World Bank & Beef
The World Bank has proved again that the pen is mightier than the sword.
The sword -- in this case a scythe harvesting the grains that have kept the Chinese free of the diet-related health problems plaguing Westerners -- was defeated last week when, with the stroke of a pen, the World Bank signed off on a $93.5 million loan to build 130 feedlots and five processing centers for China's nascent beef industry.

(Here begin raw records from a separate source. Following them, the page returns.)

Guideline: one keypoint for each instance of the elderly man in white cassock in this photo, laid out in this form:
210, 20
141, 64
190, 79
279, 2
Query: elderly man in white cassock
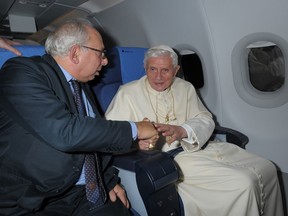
219, 180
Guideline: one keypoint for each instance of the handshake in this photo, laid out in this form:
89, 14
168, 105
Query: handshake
148, 133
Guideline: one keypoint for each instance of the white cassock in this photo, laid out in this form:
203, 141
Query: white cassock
219, 180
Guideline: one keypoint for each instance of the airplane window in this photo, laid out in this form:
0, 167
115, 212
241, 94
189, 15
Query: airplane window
266, 67
192, 69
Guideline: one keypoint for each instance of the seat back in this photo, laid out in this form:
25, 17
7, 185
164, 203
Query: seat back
125, 65
26, 50
148, 177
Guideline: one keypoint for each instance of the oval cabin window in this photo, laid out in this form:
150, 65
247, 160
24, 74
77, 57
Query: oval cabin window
266, 66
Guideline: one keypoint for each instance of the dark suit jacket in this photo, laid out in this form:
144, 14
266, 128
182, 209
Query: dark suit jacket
42, 138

The World Health Organization would have had it differently. Its figures show that the traditional Chinese diet, rich in rice and vegetables, with little meat and virtually no dairy products, has kept heart disease and myriad other Western health problems at arm's length. An improved food distribution network has eliminated the shortages suffered by some other Asian countries. Today, per capita food intake is actually higher in China than in the United States. Unfortunately, steak, fast food and cheese have started to replace traditional rice and noodle dishes in some regions even without the World Bank's help. Those areas have shown the highest incidence of Western-style medical problems.
While smart Americans recognize the need to "Easternize" their own diets with rice, soy products and more vegetarian options, World Bank bureaucrats decided to promote a Westernization of China's diet. Instead of supporting the use of grain as a cholesterol-free dietary staple for people, the grain will be fed to cattle to produce meat.
This practice promotes not just poor health, but also the inefficient use of food. Kilo after kilo of grain proteins fed to cattle yield only one-tenth this amount of protein in meat.
Of course, the World Bank's efforts to promote cattle farming in China are concerned less with good health than with economic investment. No doubt some cattle ranchers will profit, as they edge out vegetable and rice acreage. But why is the World Bank, so roundly criticized over for years for its self-defeating economic development schemes, falling into the same old trap?
Neal D. Barnard is president of the Physicians Committee for Responsible Medicine.